Robust nonlinear MPC based on Volterra series and polynomial chaos expansions

• New robust control algorithm is proposed using Volterra series model where PCE is used for representing parametric uncertainty.
• The orthogonal polynomials in PCE allows for quick calculation of output variability with an analytical expression.
• Resulting controller is computationally fast and has superior closed-loop performance when compared to SSV-based robust controller.
• Proposed controller shows superior performance compared to non-robust predictive controller based on first principles model of the process.

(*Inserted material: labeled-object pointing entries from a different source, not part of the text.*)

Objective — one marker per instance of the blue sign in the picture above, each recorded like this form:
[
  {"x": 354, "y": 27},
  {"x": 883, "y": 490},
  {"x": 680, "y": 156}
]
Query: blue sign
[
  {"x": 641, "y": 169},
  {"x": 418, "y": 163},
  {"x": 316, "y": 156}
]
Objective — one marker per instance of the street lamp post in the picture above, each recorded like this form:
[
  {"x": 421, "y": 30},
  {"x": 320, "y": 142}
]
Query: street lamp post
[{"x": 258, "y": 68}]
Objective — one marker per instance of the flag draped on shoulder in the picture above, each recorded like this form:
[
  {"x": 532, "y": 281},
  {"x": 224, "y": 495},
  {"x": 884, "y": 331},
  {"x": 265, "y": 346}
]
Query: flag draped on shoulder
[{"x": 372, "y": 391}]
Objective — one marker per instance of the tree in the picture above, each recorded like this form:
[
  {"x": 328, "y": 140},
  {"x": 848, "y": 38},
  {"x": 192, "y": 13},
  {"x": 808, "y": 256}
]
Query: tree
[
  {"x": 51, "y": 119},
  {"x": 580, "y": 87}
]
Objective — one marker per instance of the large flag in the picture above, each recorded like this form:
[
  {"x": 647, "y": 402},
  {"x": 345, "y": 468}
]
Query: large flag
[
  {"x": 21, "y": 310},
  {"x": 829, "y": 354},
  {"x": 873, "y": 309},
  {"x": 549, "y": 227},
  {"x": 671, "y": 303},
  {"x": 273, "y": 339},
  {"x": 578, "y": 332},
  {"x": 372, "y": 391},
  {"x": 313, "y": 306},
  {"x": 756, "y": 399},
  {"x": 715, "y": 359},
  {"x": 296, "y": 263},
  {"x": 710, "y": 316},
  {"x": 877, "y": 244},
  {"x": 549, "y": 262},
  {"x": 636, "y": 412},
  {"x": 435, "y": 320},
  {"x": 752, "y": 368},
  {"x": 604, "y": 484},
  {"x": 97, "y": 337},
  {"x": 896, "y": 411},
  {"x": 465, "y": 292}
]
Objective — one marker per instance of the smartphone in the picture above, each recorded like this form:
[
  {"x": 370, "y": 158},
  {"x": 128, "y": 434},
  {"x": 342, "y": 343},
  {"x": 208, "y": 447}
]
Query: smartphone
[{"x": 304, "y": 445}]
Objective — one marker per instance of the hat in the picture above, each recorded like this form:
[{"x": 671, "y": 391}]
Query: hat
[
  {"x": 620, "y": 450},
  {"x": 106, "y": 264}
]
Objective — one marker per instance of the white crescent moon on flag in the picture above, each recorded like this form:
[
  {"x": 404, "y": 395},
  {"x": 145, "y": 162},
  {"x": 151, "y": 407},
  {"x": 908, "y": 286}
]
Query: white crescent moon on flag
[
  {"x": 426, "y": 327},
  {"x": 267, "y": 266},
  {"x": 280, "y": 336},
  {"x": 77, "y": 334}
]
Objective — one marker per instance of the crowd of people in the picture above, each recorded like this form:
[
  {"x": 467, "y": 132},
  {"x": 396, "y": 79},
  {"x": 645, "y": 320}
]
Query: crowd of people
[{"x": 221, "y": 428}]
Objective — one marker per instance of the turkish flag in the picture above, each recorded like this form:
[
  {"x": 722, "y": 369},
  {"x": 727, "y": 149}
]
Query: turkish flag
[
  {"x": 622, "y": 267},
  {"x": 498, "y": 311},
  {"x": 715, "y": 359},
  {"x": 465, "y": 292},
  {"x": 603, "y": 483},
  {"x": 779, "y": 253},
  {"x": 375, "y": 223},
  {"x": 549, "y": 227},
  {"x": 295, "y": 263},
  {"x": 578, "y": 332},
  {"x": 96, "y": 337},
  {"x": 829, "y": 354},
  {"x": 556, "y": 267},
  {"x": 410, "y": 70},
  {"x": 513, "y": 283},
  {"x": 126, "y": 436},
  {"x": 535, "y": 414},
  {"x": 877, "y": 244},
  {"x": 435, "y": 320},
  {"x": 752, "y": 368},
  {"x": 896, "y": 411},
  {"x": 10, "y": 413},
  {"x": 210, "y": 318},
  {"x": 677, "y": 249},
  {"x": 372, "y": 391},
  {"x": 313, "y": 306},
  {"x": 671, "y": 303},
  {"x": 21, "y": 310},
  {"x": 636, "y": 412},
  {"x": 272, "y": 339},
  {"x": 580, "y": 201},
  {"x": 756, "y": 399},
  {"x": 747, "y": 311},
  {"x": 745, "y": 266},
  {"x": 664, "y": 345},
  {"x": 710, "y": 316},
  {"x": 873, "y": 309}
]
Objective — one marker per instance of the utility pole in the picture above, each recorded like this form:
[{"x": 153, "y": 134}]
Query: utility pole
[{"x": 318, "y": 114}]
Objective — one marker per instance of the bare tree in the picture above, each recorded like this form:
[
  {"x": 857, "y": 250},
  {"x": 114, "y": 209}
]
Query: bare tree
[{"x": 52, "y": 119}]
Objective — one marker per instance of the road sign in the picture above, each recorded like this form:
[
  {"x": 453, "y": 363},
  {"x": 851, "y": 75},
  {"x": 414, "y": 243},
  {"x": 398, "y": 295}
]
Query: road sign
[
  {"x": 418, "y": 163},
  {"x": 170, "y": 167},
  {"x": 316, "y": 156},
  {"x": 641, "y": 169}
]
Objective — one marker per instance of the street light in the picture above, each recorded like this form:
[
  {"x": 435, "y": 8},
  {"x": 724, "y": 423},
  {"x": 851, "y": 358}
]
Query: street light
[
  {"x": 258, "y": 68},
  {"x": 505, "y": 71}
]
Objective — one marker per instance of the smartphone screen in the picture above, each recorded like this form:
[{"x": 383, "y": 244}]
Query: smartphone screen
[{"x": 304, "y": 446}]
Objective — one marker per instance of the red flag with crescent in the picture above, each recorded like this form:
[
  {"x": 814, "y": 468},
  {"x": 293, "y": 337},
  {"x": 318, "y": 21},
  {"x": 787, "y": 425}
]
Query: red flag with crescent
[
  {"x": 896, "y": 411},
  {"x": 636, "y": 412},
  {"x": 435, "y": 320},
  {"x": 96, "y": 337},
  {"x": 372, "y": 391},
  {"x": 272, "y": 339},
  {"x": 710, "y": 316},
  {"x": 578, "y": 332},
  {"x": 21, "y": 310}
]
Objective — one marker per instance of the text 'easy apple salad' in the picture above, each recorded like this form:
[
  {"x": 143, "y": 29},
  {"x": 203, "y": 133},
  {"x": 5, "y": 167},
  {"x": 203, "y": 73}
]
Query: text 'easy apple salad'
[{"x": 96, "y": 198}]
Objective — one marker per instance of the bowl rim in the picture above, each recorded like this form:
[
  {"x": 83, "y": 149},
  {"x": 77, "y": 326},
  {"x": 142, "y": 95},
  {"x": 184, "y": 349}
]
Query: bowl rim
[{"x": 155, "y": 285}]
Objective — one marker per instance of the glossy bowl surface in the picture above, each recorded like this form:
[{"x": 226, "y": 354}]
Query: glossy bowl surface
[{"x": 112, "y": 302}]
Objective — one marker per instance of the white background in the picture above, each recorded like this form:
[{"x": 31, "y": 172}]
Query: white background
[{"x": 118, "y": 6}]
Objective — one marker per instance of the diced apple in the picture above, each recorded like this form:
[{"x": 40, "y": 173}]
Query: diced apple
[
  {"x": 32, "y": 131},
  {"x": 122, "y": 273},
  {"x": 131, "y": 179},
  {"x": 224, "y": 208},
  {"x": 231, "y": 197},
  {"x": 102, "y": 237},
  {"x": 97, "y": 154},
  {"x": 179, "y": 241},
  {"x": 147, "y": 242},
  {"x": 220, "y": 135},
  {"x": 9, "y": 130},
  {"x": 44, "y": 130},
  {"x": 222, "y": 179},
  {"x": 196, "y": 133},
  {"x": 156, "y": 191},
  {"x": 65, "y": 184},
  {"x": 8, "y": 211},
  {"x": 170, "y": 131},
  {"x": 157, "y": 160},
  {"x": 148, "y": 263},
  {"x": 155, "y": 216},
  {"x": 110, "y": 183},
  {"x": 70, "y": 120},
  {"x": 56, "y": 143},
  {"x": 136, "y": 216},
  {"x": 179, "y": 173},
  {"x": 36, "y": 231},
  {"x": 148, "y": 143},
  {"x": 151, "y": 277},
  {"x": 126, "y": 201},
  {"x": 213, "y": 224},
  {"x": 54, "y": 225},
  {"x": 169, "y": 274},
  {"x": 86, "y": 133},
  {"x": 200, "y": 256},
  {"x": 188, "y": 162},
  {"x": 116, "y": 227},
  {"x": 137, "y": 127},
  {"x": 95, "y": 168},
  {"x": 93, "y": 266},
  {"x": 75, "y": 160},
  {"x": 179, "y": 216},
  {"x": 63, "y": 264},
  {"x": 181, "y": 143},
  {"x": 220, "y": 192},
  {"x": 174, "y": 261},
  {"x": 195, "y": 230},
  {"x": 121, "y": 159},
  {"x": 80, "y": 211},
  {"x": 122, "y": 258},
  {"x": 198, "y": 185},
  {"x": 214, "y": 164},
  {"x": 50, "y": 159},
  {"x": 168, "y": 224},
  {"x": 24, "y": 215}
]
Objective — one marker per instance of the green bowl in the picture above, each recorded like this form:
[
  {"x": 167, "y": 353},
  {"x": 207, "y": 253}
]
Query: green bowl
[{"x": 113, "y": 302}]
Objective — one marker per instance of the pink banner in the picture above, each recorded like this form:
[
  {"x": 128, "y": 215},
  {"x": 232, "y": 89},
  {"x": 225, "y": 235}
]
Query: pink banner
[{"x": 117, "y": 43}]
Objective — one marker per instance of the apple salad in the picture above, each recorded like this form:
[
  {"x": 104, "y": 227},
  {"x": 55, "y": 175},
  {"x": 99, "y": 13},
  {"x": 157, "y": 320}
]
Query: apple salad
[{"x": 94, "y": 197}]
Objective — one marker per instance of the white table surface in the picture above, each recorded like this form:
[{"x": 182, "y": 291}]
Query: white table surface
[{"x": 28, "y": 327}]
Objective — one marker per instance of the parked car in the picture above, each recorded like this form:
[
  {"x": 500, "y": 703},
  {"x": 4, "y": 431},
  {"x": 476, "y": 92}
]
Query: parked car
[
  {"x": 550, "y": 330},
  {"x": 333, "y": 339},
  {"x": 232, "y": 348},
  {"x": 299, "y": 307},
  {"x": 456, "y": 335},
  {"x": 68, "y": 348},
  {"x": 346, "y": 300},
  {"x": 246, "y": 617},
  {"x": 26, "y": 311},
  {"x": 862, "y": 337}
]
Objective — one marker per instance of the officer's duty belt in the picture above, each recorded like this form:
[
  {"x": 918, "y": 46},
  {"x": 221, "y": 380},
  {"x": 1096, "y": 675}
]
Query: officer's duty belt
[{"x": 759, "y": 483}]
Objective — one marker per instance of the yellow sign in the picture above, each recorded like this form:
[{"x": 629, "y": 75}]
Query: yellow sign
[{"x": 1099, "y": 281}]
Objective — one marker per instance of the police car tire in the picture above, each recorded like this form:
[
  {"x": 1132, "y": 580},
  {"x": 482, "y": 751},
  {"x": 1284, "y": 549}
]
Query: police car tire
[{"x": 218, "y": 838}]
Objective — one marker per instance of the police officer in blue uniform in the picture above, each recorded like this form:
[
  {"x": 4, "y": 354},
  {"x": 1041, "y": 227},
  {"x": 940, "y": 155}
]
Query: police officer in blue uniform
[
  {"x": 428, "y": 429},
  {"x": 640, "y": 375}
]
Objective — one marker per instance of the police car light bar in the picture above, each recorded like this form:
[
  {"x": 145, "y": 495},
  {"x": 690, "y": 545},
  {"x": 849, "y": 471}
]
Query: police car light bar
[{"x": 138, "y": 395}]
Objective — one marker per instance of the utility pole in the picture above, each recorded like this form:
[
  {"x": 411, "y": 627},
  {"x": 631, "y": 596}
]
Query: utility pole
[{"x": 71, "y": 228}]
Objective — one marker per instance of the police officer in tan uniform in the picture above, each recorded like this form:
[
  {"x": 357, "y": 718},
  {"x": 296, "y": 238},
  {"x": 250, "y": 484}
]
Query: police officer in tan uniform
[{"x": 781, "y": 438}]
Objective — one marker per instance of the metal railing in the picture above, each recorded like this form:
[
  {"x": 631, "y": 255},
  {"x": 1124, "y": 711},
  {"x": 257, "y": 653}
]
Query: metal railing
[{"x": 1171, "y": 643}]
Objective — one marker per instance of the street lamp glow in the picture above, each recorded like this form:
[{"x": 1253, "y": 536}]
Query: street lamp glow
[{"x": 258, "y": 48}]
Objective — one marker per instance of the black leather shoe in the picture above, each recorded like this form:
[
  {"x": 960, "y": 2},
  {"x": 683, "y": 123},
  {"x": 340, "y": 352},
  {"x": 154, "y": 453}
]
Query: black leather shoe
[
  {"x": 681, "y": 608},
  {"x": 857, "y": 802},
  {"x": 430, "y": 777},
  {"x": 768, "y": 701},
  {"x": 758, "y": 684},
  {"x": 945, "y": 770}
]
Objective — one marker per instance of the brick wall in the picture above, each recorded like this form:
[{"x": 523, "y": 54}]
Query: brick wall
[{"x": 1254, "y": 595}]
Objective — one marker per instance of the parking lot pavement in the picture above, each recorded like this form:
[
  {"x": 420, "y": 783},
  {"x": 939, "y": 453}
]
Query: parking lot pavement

A robust nonlinear model predictive controller (NMPC) based on a Volterra series is proposed. Polynomial chaos expansions (PCE) are used to represent the uncertainty in the Volterra series coefficients and this uncertainty is then propagated onto the output predictions. The key advantage of the PCE is that it provides an analytical expression to compute the L2-norm of the output prediction error resulting in computational savings, compared to previously proposed techniques, which are essential for real time implementation. Terminal and input constraints based on Structured Singular Value based-norms are used to ensure convergence to a set-point and compliance with constraints in manipulated variables. The algorithm is applied to a multivariable pH neutralization system. A comparative study shows superior closed loop performance and computational efficiency of the proposed technique as compared to previously proposed algorithms.